Rasanya semakin enak. Sampai-sampai tidak tahu lagi sudah berapa suapan yang masuk ke dalam mulutnya. Ia pun tak ragu-ragu untuk mengisi lagi piringnya yang mulai kosong.

Nayya mengelus-elus perutnya. Menepuknya beberapa kali. Kekenyangan. “Ah, enak banget masakan ibu.”

Suara pintu gerbang terdengar. Pasti itu ayah atau ibu pulang, pikir Nayya. Secepat kilat wanita itu membawa piring kotornya ke wastafel. Ia mencucinya dengan hati-hati. Setelahnya, kakinya yang lincah lari menaiki anak tangga. 

Nayya berhasil masuk ke dalam kamarnya kembali. Dengan napas ngos-ngosan pastinya. 

Rohana mengernyitkan dahi. Membetulkan tudung saji yang tak tertutup rapat. Ia curiga. Ada tikus nyasar yang menyusup ke dalamnya. Dibukanya tudung saji tersebut. Tidak ada tikus. Namun, nasi goreng yang tadi masih tersisa banyak sekarang berkurang. Rohana pun menyeringai. 

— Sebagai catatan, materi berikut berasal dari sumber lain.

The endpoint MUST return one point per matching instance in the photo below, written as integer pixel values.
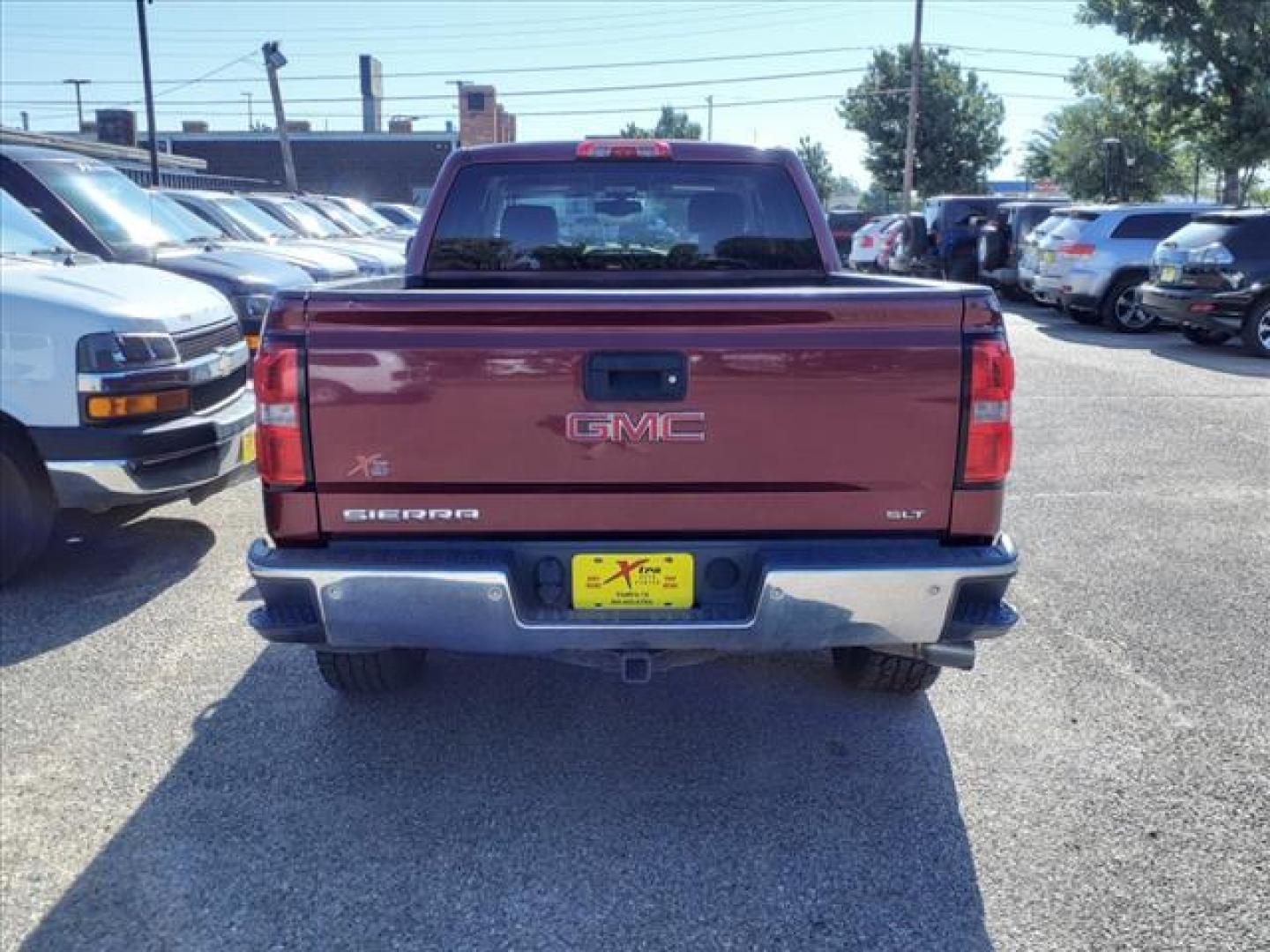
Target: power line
(508, 71)
(582, 90)
(395, 29)
(632, 108)
(748, 25)
(566, 68)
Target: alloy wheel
(1129, 312)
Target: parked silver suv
(1104, 254)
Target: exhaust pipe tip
(635, 666)
(950, 654)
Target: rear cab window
(1241, 235)
(623, 216)
(1071, 225)
(1152, 227)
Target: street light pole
(1109, 152)
(914, 93)
(274, 61)
(79, 101)
(150, 92)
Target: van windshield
(121, 212)
(625, 216)
(256, 222)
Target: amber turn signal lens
(115, 407)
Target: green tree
(818, 167)
(877, 199)
(958, 124)
(669, 124)
(1215, 83)
(1117, 101)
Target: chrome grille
(201, 343)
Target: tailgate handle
(637, 375)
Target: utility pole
(914, 93)
(1110, 172)
(150, 92)
(274, 61)
(79, 101)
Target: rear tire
(1204, 337)
(874, 671)
(1256, 331)
(26, 507)
(371, 672)
(1123, 314)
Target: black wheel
(874, 671)
(26, 507)
(1256, 331)
(1206, 337)
(1122, 311)
(371, 672)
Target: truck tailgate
(825, 409)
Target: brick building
(399, 165)
(482, 121)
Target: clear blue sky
(49, 41)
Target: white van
(120, 386)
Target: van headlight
(109, 353)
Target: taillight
(280, 435)
(989, 433)
(624, 149)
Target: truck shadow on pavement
(1169, 344)
(521, 804)
(80, 587)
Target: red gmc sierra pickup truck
(629, 412)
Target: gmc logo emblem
(681, 427)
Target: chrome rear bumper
(878, 594)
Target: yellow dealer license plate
(247, 453)
(632, 580)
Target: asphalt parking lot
(1100, 781)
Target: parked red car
(630, 412)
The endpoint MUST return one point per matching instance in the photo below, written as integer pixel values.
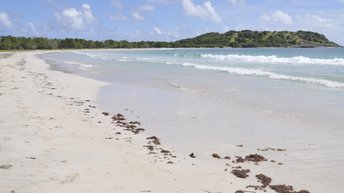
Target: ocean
(212, 100)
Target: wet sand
(54, 138)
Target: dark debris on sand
(265, 180)
(286, 189)
(243, 173)
(255, 158)
(154, 139)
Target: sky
(166, 20)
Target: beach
(56, 137)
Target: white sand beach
(54, 139)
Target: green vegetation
(237, 39)
(249, 39)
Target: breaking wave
(271, 75)
(273, 59)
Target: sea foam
(273, 59)
(271, 75)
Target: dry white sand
(52, 139)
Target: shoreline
(72, 146)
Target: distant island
(235, 39)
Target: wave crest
(273, 59)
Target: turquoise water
(307, 84)
(210, 100)
(304, 87)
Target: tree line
(241, 39)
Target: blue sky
(166, 19)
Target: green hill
(248, 38)
(237, 39)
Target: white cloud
(137, 16)
(32, 27)
(118, 17)
(147, 7)
(237, 2)
(279, 17)
(204, 11)
(75, 19)
(317, 21)
(87, 13)
(5, 20)
(118, 4)
(157, 31)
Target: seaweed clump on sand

“Dasar anak nakal! Rupanya putriku kelaparan. Perut keroncongan bisa mengalahkan rasa gengsi. Ah, dia memang mirip denganku.” Ibu beranak tunggal itu senyum-senyum sendiri. Mengelap butiran-butiran nasi goreng yang tercecer di meja kaca.

Keyakinannya bertambah ketika ia menemukan piring yang masih basah di samping wastafel.

“Syukurlah, putriku baik-baik saja. Tadinya aku pulang cepat karena mengkhawatirkannya.” Kebiasaan Rohana yang suka bermonolog ini menurun pada sang putri.

Wanita berusia kepala empat itu dengan terampil menata sayur-sayuran ke dalam rak kulkas. Bahan untuk memasak nanti siang. Ia membelinya dari tukang sayur langganan. 

“Kalau begitu, aku bisa kembali ke toko dengan tenang.”